The Company considered attempting to raise additional capital through the issuance of stock under an Equity Line agreement with
an unrelated party. Based upon current market and other conditions, the Company has decided not to enter into such an Equity Line at this time. The Company may reconsider this decision in the future.
Investors are cautioned that certain statements contained in this document and the Company’s Form 10-KSB, as well as some statements in periodic press releases and some oral statements of EarthFirst officials during presentations about
EarthFirst are “forward-looking” statements within the meaning of the Private Securities Litigation Reform Act of 1995 (the “Act”). The words “believes,”“anticipates,”“plans,”“expects,”“intends,”“estimates,” and similar expressions are intended to identify forward-looking statements. In addition, any statements concerning future financial performance, ongoing business strategies or prospects, and possible
future EarthFirst actions, which may be provided by management, are also forward-looking statements as defined by the Act. Such forward-looking statements involve known and unknown risks, uncertainties, and other factors which may cause the actual
results, performance or achievements of the Company to materially differ from any future results, performance, or achievements expressed or implied by such forward-looking statements and to vary significantly from reporting period to reporting
period. Such factors include, among others, those listed under Item 1 of the Form 10-KSB and other factors detailed from time to time in the Company’s other filings with the Securities and Exchange Commission. Although management believes that
the assumptions made and expectations reflected in the forward-looking statements are reasonable, there is no assurance that the underlying assumptions will, in fact, prove to be correct or that actual future results will not be different from the
expectations expressed in this report. EarthFirst has no specific intention to update these statements.
(c) The securities below
were issued by the Company during the period covered by the report and were not registered under the Securities Act of 1933, as amended. Each of the transactions is claimed to be exempt from registration pursuant to Section 4 (2) of the Securities
Act as transactions not involving a public offering. All of such securities are deemed to be restricted securities for the purposes of the Securities Act. All certificates representing such issued and outstanding restricted securities have been
properly legend, and the Company has issued “stop transfer” instructions to its transfer agent with respect to such securities. Except as noted, no commissions were paid in connection with any of these issuances.

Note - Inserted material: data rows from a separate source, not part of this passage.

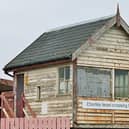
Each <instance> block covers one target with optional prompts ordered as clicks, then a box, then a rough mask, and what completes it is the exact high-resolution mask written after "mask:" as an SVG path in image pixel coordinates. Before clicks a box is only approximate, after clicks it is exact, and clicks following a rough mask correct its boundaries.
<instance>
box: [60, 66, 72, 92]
mask: <svg viewBox="0 0 129 129" xmlns="http://www.w3.org/2000/svg"><path fill="white" fill-rule="evenodd" d="M69 92H70V67H69V66H66V67H61V68H59V94H67V93H69Z"/></svg>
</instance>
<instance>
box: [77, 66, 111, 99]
mask: <svg viewBox="0 0 129 129" xmlns="http://www.w3.org/2000/svg"><path fill="white" fill-rule="evenodd" d="M78 68H84V69H85V70H86V69H89V70H91V69H92V70H98V71H103V72H106V71H107V72H110V82H109V83H110V86H109V87H110V91H109V92H110V96H109V97H108V96H107V97H103V96H101V97H100V96H99V97H95V96H83V95H82V97H86V98H98V99H101V98H106V99H110V98H112V69H110V68H100V67H90V66H78V67H77V69H78ZM77 76H78V72H77ZM77 81H78V80H77ZM77 87H78V86H77ZM77 96H79V95H78V93H77ZM80 97H81V96H80Z"/></svg>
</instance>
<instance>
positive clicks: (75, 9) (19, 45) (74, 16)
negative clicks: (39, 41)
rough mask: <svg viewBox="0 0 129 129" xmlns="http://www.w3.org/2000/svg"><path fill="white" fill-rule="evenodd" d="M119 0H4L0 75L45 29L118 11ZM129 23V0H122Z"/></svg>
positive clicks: (0, 19)
mask: <svg viewBox="0 0 129 129" xmlns="http://www.w3.org/2000/svg"><path fill="white" fill-rule="evenodd" d="M116 3H117V0H0V46H1V47H0V59H1V61H0V78H9V77H8V76H6V75H4V73H3V70H2V68H3V67H4V65H5V64H7V63H8V62H9V61H10V60H11V59H13V58H14V57H15V56H16V55H17V54H18V53H19V52H21V51H22V50H23V49H24V48H26V47H27V46H28V45H29V44H30V43H31V42H32V41H34V40H35V39H36V38H37V37H38V36H40V35H41V34H42V33H43V32H45V31H48V30H50V29H53V28H55V27H60V26H64V25H69V24H73V23H77V22H81V21H86V20H89V19H94V18H99V17H103V16H108V15H112V14H115V12H116ZM119 3H120V11H121V16H122V17H123V18H124V19H125V21H126V22H127V23H128V24H129V13H128V12H129V0H119Z"/></svg>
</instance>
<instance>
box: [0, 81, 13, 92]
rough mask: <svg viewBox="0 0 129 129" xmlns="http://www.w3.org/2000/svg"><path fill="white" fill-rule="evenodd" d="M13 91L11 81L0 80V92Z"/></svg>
mask: <svg viewBox="0 0 129 129" xmlns="http://www.w3.org/2000/svg"><path fill="white" fill-rule="evenodd" d="M12 90H13V81H11V80H6V79H0V92H4V91H12Z"/></svg>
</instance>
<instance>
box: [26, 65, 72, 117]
mask: <svg viewBox="0 0 129 129" xmlns="http://www.w3.org/2000/svg"><path fill="white" fill-rule="evenodd" d="M59 67H60V66H56V67H50V68H43V69H37V70H31V71H26V72H25V75H24V76H25V79H27V80H25V82H26V84H25V88H24V89H25V91H24V92H25V96H26V98H27V100H28V101H29V104H30V105H31V107H32V109H33V111H35V112H36V114H38V116H42V117H45V116H70V117H72V65H71V66H70V84H71V93H70V94H68V95H59V94H58V68H59ZM38 86H41V100H37V87H38ZM42 104H43V105H45V107H44V109H43V110H46V108H47V112H46V113H45V111H44V112H42V107H43V105H42Z"/></svg>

In January 2002, the Company issued 40,811,966 shares of the Company’s common stock to John Stanton, the Ralph W. Hughes Revocable Family Trust,
and certain other related parties, in connection with the satisfaction of $2,387,500 of the revolving credit line owed by the Company at a conversion rate of $.0585 per share.
Between January 2, 2002 and January 30, 2002, the holder of a convertible note payable converted an aggregate of $161,000 of principal and $52,758 of interest and penalties into
3,356,071 shares of the Company’s common stock at a conversion rate of approximately $.064 per share.